During the ‘80s and ‘90s, a new craze turned the attention of baseball-card-amassing kids everywhere to cards of a much less wholesome variety. The hottest collector’s commodities shifted from Hank Aaron and Babe Ruth to the Garbage Pail Kids, infamous for uncouth characters like Adam Bomb and Up Chuck. Topps, a brand known for chewing gum, first introduced the rotten rascals in 1985. Originally a promotional vehicle for the company’s product, the cards came in packs of five — and (duh!) — contained a signature stale stick of Topp’s chewing gum.
Each card showcased a different member of the Garbage Pails Kids motley crew, whose likeliness could be peeled off the card in sticker form. Each sticker card character possessed a name indicative of whatever comical affliction or humorous fate it suffered from, and each character had a doppelganger with a different name within the collection — Adam Bomb had Blasted Billy, and so forth. From Flat Pat, who was pancaked by a steamroller, to Electric Bill, who was strapped into a high-voltage chair, these guys were wildly inappropriate… and mildly addictive.
Unlike the Cabbage Patch Dolls, which they parodied, the Garbage Pail Kids didn’t sprout from rows of garden greens. Instead, they were spawned from the gloppy goop coming out of a garbage can. Topps released 15 original series of the sticker trading cards in the United States, along with fold-out posters and sets abroad (potty humor is apparently hilarious no matter which way the water in your toilet bowl flushes). The hype surrounding these gross little guys reached a fever pitch in 1987 with the release of The Garbage Pail Kids Movie. Coincidentally, the film flopped harder than GPK Fat Matt cannonballing into a kiddie pool.
A box office bust turned out to be the least of the worries for the Garbage Pail Kids. First, schools began banning the cards for being class distractions. Then came the trademark infringement suit by the makers of Cabbage Patch Kids. Topps settled out of court, agreeing to slightly alter the appearance of the GPK gang so they didn’t look exactly like — er, favor — the Cabbage Patchers. The damage had been done, however, and sales had dwindled so much by 1988 that another series was never produced.
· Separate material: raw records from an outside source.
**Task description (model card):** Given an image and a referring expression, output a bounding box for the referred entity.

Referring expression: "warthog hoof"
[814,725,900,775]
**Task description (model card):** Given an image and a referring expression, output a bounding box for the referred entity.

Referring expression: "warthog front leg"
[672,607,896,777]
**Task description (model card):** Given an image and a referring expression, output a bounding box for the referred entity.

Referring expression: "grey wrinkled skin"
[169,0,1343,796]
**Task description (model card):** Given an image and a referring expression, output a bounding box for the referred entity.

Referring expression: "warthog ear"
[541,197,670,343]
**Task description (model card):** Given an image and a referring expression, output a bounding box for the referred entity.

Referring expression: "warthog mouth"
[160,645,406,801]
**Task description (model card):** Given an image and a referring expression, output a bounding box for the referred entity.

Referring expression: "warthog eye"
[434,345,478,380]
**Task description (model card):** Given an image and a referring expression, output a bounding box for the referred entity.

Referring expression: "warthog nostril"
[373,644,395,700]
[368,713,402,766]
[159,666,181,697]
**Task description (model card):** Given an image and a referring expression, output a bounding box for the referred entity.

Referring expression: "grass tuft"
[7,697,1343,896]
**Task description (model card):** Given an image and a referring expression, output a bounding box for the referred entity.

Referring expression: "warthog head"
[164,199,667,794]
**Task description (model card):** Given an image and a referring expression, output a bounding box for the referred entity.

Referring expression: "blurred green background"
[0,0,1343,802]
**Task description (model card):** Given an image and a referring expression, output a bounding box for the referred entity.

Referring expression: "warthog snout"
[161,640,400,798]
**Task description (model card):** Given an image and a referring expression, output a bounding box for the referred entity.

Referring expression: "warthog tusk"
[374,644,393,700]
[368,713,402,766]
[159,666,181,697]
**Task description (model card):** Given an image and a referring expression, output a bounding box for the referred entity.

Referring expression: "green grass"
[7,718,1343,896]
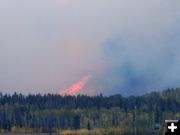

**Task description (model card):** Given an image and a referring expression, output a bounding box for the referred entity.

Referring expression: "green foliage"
[0,88,180,135]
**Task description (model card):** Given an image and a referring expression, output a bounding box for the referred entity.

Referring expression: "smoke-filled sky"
[0,0,180,95]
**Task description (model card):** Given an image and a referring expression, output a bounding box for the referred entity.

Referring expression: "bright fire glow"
[60,75,92,96]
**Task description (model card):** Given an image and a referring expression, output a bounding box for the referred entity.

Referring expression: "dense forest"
[0,88,180,135]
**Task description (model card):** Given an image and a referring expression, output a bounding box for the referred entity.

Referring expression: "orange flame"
[60,75,92,96]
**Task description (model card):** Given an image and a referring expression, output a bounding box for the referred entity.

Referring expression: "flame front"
[60,75,92,96]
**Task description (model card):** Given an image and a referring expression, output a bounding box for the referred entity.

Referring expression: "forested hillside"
[0,88,180,134]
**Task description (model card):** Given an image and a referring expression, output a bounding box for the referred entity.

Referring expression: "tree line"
[0,88,180,132]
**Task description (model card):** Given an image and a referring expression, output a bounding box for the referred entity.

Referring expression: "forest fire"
[60,75,92,96]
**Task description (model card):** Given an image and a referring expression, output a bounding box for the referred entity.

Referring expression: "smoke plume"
[60,75,92,96]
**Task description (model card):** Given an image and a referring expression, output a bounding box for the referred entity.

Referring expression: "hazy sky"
[0,0,180,95]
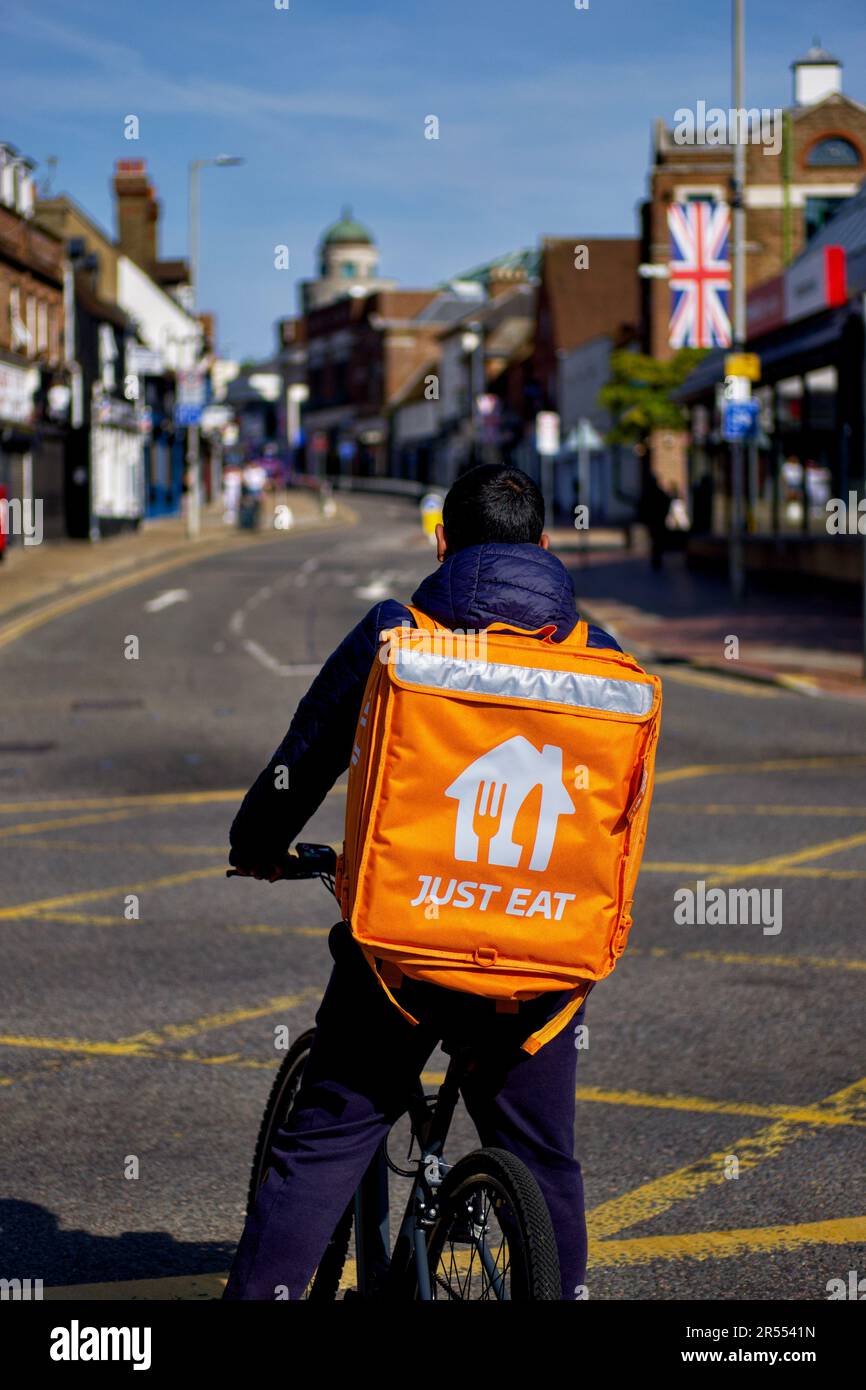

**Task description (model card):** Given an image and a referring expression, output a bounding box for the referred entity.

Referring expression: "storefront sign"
[0,361,39,425]
[746,246,848,339]
[785,246,847,324]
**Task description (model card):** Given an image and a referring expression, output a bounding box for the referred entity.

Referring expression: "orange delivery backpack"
[336,607,662,1054]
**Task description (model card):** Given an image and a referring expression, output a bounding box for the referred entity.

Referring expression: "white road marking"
[243,638,321,676]
[354,570,393,603]
[145,589,189,613]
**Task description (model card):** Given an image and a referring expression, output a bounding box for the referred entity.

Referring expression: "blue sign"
[721,400,760,443]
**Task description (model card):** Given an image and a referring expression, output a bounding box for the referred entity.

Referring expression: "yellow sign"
[724,352,760,381]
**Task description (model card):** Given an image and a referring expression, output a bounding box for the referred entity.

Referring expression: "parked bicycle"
[227,844,560,1301]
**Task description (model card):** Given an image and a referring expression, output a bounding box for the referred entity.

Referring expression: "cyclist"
[224,464,619,1300]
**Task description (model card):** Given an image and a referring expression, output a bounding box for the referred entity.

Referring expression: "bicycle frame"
[354,1052,469,1302]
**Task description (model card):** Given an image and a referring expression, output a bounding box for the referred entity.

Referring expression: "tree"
[598,348,709,445]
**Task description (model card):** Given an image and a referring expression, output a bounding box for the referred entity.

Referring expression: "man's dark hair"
[442,463,545,552]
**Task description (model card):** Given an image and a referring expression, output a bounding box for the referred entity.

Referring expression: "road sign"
[178,367,207,406]
[724,352,760,381]
[724,377,752,403]
[535,410,559,455]
[721,400,759,443]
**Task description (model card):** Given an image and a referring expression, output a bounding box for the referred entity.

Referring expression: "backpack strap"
[403,603,589,646]
[520,980,595,1056]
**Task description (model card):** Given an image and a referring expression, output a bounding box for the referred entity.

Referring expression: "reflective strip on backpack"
[392,646,653,714]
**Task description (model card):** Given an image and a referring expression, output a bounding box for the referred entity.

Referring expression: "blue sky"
[0,0,866,356]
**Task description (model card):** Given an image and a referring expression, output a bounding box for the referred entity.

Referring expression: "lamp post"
[728,0,745,603]
[186,154,243,541]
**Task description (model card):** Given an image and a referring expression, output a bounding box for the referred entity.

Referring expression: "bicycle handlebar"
[225,842,336,881]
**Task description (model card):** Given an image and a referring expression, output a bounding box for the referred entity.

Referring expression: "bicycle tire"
[246,1029,354,1302]
[414,1148,562,1302]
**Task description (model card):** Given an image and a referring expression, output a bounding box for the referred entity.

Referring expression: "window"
[803,197,848,242]
[806,135,860,170]
[26,295,36,352]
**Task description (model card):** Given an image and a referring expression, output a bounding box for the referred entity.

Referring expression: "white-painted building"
[117,256,203,371]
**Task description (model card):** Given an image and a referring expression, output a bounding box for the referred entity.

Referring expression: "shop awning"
[671,304,852,404]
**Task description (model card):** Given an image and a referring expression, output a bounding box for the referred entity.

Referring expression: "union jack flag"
[667,203,731,348]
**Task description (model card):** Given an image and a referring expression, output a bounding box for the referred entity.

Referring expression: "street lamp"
[186,154,243,539]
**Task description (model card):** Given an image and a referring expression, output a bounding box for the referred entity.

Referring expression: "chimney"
[114,160,160,271]
[791,39,842,106]
[487,265,527,299]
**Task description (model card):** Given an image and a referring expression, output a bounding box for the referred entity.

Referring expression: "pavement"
[0,498,866,1295]
[0,489,353,619]
[550,528,866,702]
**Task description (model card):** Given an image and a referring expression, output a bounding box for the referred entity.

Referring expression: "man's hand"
[229,865,282,883]
[228,849,282,883]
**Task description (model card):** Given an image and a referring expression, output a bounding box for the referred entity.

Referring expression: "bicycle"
[227,844,562,1302]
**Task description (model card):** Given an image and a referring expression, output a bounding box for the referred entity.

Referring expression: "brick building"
[303,289,439,475]
[0,143,70,543]
[642,47,866,357]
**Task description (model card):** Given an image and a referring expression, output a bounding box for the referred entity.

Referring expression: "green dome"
[321,207,373,246]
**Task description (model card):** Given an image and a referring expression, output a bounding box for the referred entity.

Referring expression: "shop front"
[676,247,866,582]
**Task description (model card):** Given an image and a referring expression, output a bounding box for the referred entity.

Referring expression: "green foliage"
[598,348,709,443]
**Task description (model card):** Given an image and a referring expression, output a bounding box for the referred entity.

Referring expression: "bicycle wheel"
[246,1029,354,1301]
[416,1148,562,1302]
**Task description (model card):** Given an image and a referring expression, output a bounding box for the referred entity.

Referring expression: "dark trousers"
[224,923,587,1300]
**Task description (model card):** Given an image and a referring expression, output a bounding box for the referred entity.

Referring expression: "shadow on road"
[0,1201,235,1289]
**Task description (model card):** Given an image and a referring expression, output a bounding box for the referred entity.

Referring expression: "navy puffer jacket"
[229,543,619,869]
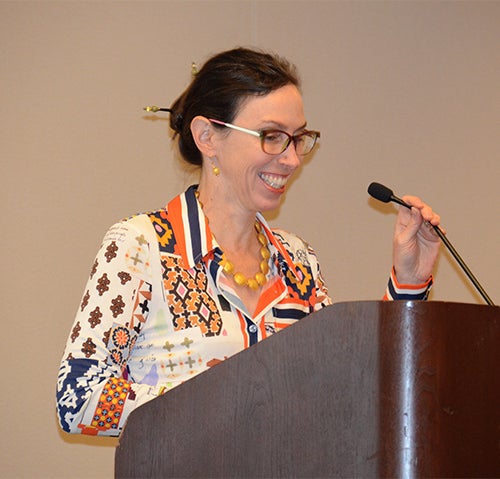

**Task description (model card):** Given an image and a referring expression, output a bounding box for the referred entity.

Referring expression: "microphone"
[368,182,494,306]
To the delight of fans, the Garbage Pail Kids belched their way back onto the scene in 2003 by way of Topps’ All-New Series (ANS). The following five years brought more crass kids courtesy of ANS2 through ANS7. And then there was about zilch on the gag-inducing gang… until now. Earlier this year, Topps announced plans to launch a new GPK franchise full of new characters more reminiscent of the rabble-rousing ‘80s originals. The set, which will be called Brand New Series 1 (BNS1), is slated for release on Oct. 24. And, as if that weren’t enough news for fans to begin steeling their stomachs in preparation, former Disney CEO Michael Eisner has declared his company will be producing a new movie based on the slovenly brood.